Like many neo-Mitchelites, Coogan discerns a conspiracy of silence on the part of Irish historians to deny the truth of England’s genocidal responsibility for what happened in Ireland between 1845 and 1850. The purpose of his book is therefore a campaigning one, to reveal the true lineaments of the “famine plot” obscured by historians suffering from the “colonial cringe” and to vindicate John Mitchel.
Mitchel’s book was less a history of the Famine than a polemic – drawing on snippets of collected evidence, it is true, but intended as an accusatory vehicle for its author’s intense commitment to redressing the sufferings of Ireland in the later 1840s. Coogan’s book is similarly suffused with anger.
Lacking Mitchel’s personal experience of famine, he draws liberally on the numerous accounts of human agony, ruthless exploitation and official indifference that have survived to our times.

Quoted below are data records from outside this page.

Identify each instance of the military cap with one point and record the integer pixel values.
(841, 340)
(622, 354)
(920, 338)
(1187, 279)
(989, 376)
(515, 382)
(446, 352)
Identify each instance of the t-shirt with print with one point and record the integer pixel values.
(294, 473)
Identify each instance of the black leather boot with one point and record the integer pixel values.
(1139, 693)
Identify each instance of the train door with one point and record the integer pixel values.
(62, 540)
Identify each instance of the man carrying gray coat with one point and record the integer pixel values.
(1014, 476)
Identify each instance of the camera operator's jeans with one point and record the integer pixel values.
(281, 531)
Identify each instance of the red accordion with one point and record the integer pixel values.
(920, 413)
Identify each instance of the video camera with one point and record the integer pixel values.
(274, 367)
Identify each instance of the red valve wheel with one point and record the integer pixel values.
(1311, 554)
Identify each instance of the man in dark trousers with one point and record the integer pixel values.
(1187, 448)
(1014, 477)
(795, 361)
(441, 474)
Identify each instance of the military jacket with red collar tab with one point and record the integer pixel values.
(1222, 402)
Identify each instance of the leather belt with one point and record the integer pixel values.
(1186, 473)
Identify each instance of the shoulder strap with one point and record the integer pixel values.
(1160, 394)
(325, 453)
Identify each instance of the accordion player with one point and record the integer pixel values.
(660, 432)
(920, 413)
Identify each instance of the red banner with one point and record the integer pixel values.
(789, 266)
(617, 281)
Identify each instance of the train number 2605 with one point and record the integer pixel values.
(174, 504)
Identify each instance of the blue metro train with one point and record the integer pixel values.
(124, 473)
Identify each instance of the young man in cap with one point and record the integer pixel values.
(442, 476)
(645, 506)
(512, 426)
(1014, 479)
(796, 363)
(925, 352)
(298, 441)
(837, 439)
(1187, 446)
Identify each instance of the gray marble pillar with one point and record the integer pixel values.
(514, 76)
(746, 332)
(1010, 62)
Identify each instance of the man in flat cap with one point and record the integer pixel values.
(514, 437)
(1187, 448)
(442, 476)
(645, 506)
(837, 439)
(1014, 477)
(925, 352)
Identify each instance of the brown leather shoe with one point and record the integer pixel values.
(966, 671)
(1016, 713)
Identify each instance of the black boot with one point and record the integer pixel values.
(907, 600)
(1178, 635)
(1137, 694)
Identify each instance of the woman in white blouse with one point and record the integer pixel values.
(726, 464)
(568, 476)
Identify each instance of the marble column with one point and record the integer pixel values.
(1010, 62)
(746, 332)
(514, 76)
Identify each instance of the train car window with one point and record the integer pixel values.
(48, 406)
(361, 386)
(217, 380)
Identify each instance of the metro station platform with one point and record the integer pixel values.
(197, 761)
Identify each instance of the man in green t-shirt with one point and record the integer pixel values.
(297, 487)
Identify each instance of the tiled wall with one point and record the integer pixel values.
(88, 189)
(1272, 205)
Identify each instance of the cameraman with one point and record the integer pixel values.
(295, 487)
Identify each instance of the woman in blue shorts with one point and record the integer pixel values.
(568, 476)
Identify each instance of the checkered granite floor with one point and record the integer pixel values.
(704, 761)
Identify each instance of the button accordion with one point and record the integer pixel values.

Unlike Ireland’s other great but largely forgotten historical famines, such as those of the 1310s or 1740s, the human consequences of the events of the 1840s continue to be brought home directly to us through sources generated by such modern phenomena as the mass-circulation newspaper, the charitable pamphlet and the records of an increasingly bureaucratic State, as well as through the less formal conduits of folklore, popular tradition and creative literature. The author makes effective use of extracts from these sources to convey a sense of the sheer scale and intensity of the horror, and makes no effort to obscure his emotive response to them.